The paper "Unhealthy Organizational Culture of Enron" is a good eample of a management case study. It is about 15 years since the fall of Enron Corporation, a former American energy giant but the business community and scholars still continue to wonder as to what might have caused such a big and performing company to collapse and file for bankruptcy (Gini, 2004). Different arguments have emerged that attempts to explain how the former American energy giant was reduced from riches to rags. Some scholars and business analysts argue that Enron’ s record-breaking bankruptcy and its subsequent collapse was caused by unethical behaviors on the part of the leadership of the company as the leadership of the company were driven by greed (Gini, 2004).
Others, however, believe that the collapsed of Enron was the result of bad accounting practices, such as the mark-to-market accounting practices that were calculated to hide the huge financial debts that the company had accumulated. In some instances, business analysts point at a series of things that include the company’ s mismanagement of risk, adoption of bad organizational culture, coupled with overextension of capital resources as the major causes of Enron’ s downfall (Pojman, 2006). Despite these arguments, the story about the rise and the surprising fall of Enron remains a puzzle and continue to generate interests as people try to get to the root cause of the failure of this former energy giant.
This paper begins by providing a brief overview of the rise and fall of Enron as presented in the case study. It will proceed to identify what went wrong at the company based on ethical and leadership theories.

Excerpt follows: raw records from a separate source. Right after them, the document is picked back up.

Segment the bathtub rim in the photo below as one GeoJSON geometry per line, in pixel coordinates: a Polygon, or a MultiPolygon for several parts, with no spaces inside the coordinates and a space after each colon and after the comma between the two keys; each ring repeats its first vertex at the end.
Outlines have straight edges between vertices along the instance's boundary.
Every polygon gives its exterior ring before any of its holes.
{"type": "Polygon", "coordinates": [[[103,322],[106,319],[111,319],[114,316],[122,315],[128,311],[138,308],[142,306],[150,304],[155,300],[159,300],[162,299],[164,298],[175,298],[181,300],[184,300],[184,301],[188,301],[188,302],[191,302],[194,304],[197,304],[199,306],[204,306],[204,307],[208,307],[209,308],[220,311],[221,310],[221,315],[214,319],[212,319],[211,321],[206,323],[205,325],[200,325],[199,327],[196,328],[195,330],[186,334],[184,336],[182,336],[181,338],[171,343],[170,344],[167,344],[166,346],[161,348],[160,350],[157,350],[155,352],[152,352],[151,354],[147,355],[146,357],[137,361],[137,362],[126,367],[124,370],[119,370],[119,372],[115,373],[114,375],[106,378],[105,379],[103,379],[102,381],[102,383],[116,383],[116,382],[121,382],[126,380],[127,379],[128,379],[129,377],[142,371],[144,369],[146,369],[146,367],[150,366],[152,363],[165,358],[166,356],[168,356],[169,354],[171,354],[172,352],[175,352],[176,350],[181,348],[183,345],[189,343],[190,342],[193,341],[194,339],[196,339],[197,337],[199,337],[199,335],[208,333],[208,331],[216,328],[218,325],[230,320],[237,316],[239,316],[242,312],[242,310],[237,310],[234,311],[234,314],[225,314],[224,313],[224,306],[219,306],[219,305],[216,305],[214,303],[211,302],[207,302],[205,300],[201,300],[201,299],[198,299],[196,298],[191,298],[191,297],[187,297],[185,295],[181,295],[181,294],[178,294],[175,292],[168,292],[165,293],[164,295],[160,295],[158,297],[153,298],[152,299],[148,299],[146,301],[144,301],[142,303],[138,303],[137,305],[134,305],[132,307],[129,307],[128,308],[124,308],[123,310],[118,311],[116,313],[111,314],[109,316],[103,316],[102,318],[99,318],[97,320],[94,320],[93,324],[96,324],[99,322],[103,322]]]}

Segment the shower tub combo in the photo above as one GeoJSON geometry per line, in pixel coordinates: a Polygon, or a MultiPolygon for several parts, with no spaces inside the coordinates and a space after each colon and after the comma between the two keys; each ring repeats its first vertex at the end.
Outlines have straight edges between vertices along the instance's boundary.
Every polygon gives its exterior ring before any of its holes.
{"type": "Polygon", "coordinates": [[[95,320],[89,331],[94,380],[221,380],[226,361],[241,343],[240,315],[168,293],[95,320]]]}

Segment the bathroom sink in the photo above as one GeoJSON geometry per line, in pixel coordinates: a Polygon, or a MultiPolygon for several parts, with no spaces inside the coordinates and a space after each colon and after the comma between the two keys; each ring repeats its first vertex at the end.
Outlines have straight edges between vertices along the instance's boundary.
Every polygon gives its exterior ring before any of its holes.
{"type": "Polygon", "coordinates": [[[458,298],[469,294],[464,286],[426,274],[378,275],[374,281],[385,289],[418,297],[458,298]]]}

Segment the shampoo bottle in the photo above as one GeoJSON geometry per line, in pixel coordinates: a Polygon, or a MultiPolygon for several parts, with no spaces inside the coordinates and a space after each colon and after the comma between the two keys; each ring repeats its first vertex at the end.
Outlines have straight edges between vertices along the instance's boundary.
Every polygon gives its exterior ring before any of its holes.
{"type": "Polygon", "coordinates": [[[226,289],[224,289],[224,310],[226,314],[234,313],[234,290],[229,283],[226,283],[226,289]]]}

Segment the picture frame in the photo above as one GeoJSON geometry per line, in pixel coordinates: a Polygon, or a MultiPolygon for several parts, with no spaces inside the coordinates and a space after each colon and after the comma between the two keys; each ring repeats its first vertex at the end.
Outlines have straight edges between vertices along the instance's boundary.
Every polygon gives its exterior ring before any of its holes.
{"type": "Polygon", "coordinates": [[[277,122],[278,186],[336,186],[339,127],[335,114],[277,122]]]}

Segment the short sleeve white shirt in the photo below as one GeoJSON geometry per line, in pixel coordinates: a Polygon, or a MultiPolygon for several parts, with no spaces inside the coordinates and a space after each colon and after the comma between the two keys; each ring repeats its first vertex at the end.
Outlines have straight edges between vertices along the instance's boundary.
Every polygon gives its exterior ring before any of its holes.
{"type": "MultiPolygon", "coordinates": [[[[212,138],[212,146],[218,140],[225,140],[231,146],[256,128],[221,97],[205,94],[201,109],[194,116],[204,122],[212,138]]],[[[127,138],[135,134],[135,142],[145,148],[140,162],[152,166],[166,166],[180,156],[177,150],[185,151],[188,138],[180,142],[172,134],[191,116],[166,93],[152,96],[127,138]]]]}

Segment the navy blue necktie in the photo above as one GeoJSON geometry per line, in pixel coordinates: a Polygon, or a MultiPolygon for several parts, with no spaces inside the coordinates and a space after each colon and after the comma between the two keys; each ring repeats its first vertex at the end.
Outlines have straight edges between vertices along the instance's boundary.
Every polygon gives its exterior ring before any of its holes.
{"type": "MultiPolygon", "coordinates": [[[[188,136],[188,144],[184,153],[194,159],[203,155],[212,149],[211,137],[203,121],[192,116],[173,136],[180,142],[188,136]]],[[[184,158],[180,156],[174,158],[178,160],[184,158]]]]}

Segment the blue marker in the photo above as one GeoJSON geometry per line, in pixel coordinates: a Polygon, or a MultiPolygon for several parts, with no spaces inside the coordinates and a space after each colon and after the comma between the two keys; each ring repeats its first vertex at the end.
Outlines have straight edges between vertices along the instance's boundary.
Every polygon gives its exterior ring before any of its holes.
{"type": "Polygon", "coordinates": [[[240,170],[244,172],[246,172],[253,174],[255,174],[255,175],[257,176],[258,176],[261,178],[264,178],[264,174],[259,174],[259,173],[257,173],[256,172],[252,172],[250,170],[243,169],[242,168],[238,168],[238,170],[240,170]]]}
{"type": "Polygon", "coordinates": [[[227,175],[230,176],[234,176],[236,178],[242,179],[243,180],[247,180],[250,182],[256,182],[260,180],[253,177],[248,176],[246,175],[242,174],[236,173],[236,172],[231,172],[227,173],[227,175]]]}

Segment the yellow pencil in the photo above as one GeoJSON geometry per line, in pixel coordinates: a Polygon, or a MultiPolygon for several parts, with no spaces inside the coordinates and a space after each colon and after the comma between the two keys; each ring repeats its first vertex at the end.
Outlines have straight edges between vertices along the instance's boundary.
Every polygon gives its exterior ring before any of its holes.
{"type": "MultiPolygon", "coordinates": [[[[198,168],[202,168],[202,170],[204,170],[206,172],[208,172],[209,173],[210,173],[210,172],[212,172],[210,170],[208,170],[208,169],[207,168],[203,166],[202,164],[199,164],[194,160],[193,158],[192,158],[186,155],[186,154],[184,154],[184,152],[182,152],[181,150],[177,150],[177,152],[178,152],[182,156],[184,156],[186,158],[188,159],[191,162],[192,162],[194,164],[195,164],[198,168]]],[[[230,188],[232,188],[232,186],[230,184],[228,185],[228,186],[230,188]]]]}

The paper will then propose solutions to the problems identified in the case and make recommendations on the best solution to adopt and how the solution should be implemented. Brief Overview of the Rise and Fall of Enron Enron Corporation was an American energy company founded in 1986 when Houston Natural Gas and Internorth both of which were natural gas companies merged.
Although the company struggled in the initial years by posting a loss of $14 million, the company was quickly turned around to profit-making ways (Gini, 2004). In the 15 years that followed, Enron developed to become one of the largest companies in America has diversified its product portfolio to include natural gas, communication and electricity.
The good performance made Enron become the benchmark for most companies then. It was also one of the largest employers in America has employed about 22,000 people. Despite the many years of success, things were later to turn to the worse in 2001 when Enron was forced to file for bankruptcy (Gini, 2004). The filing for bankruptcy was triggered by the market loss in confidence following the move by the company to write down its assets and profits in the third quarter of 2001.
According to the case, the write-offs of assets and profits caused the loans that the company had sourced to finance its operations to become due for payment since the stock market collateral had collapsed that made it virtually impossible for Enron to continue borrowing more money to finance its operations. In this respect, Enron failed because of liquidity problems.